2022年の国内合宿以来、初めて本格的にA代表に呼ばれた鈴木唯人など、フレッシュなメンバーが限られることもあり、戦術的に新しいトライが行われることは招集メンバー発表時点から想定された。そして実際、合宿の初日からゲーム形式のトレーニングで3-4-2-1を使い、名波浩コーチからもかなり具体的な指示が飛んでいたのは象徴的だ。
GK以外は同じメンバーで3-4-2-1と4-4-2を時間によってチェンジし、相手側も最初は4-4-2、そこから3-4-2-1に替わる仕組みとなっていた。久保建英(レアル・ソシエダ)であれば3-4-2-1なら2シャドーの右側、4-4-2では右サイドハーフという形だ。一方で橋岡大樹(ルートン・タウン)は4-4-2だと左サイドバック、3-4-2-1なら右センターバックといった興味深いポジションチェンジも見られた。

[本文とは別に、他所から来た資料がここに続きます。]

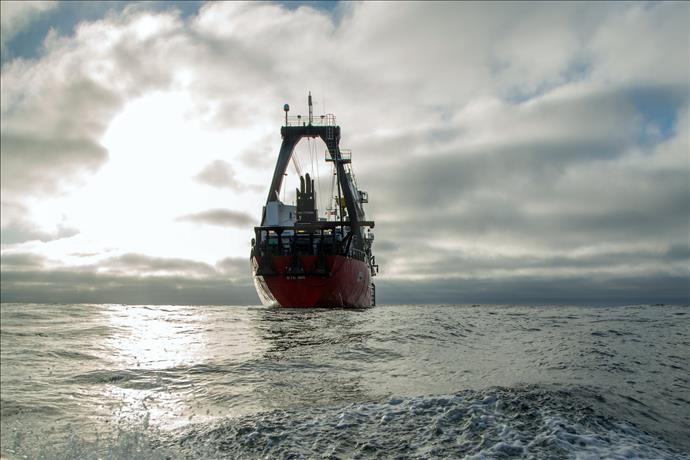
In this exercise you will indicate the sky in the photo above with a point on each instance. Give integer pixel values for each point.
(512, 152)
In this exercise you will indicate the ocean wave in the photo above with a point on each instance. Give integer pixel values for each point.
(501, 422)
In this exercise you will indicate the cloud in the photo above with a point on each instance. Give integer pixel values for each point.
(220, 174)
(500, 144)
(17, 15)
(127, 278)
(220, 217)
(72, 286)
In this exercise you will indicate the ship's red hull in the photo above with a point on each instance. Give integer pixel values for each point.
(348, 283)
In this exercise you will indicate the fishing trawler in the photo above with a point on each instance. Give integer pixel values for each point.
(301, 257)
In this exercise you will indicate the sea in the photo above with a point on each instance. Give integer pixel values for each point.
(94, 381)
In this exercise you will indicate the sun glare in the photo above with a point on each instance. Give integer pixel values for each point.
(157, 146)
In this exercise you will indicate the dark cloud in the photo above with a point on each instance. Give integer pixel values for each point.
(73, 286)
(218, 174)
(20, 232)
(220, 217)
(233, 267)
(510, 152)
(601, 290)
(147, 265)
(21, 261)
(128, 278)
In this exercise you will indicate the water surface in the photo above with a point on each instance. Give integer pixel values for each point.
(112, 381)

こうしたトレーニングから、2試合の中で3バックをテストすることは確実だろう。森保監督によると、今回は守備的なシチュエーションで用いた5バック的なオーガナイズではなく、攻撃的な思考の強い3バックであるという。カタールW杯ドイツ代表戦の後半から試みたような、前からボールを奪い、左右のウイングバックを高い位置に上げて攻め切る“ファイヤー型”のオプションとしても想定しているようだ。
ウイングバックの人選も、今回はカタールで同ポジションを担った伊東純也や三笘薫がいない代わりに、相馬勇紀(カーザ・ピア)や前田大然(セルティック)、中村敬斗(スタッド・ランス)といったサイドアタッカーを主にテストしていることは注目に値する。逆にサイドバックでも伊藤洋輝のようにセンターバック経験が豊富にあり、守備能力の強い選手は3バックに回る。橋岡が3バックの右で起用されているのも、その意図が強いだろう。

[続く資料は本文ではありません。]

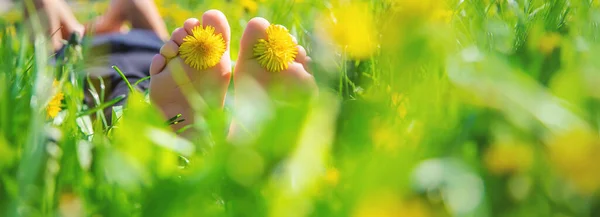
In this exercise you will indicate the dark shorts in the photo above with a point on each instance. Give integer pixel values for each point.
(131, 52)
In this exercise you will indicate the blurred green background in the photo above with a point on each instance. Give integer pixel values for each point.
(426, 108)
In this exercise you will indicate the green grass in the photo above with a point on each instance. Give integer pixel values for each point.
(494, 111)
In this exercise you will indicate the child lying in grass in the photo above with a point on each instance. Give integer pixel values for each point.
(199, 49)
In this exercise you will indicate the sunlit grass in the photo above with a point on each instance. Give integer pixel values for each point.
(425, 108)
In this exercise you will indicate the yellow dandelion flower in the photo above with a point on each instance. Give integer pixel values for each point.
(277, 51)
(203, 49)
(53, 107)
(250, 6)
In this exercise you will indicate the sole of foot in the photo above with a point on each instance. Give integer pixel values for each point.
(258, 90)
(176, 87)
(279, 86)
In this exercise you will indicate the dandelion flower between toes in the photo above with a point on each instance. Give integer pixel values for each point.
(53, 107)
(203, 48)
(277, 51)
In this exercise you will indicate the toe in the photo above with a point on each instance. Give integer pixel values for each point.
(178, 35)
(217, 19)
(255, 30)
(169, 49)
(189, 25)
(158, 64)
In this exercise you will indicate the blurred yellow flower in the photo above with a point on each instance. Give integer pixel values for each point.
(352, 28)
(549, 42)
(277, 51)
(250, 6)
(203, 49)
(575, 156)
(388, 205)
(508, 158)
(53, 107)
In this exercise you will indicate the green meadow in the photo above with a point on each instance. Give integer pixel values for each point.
(467, 108)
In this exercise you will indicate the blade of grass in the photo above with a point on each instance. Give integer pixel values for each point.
(123, 77)
(103, 106)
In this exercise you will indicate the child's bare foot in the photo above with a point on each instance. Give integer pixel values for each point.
(267, 81)
(281, 84)
(172, 78)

その一方で、堂安律(フライブルク)や久保のような2列目でスペシャルなタレントは、3-4-2-1だと2シャドーがメインポジションになりそうだ。もちろんこのシステムが本格的に組み込まれて定着してくれば、所属クラブでウィングバック経験のある堂安などが同ポジションで使われるケースも出てくるかもしれないが、まずはオーソドックスに選手のタイプから当てはめているように見受けられる。
■満を持しての本格導入
(C)GOAL森保監督は三度のJ1リーグ優勝を果たしたサンフレッチェ広島時代、3バックの使い手として定評を得ていたが、カタールW杯を目指した段階では代表選手たちの個性や戦術理解、短期間で合わせて行く代表の特殊性などを考えてか、3バックを本格的には導入してこなかった。
それだけにカタールW杯のドイツ戦では、ほぼぶっつけ本番でビハインドの逆襲に用いたことで、相手を混乱させただけでなく、日頃から日本代表を観てきたメディアやファンにも驚きを与えた訳だが、“第2次・森保ジャパン”も半ばの段階になって、ようやく目に見える形で本格導入されることになりそうだ。
ただし、こうしたトライのベースには4-3-3や4-2-3-1の中でも守備のはめ方やビルドアップに応じて徐々に入れてきた、攻守に可変できる仕組みがある。その意味では満を持しての本格導入と言えるだろう。
アウェイのミャンマー戦と広島で行われるシリア代表戦で、大幅にメンバーが入れ替わることも予想される。そうしたこともあって、ミャンマー戦のメンバーも従来の序列にとらわれない基準で選ばれる可能性も高く、正直これまでより予想は難しい。また、スタメンを外れたとしても、試合の展開によって後半の頭から投入されるような選手もいるだろう。
代表戦である以上、勝利を目指すのは当然だ。しかし、こうしたシステム的なトライも含めて、シリア戦と2試合セットでの評価が最終予選のサバイバルに繋がっていきそうだ。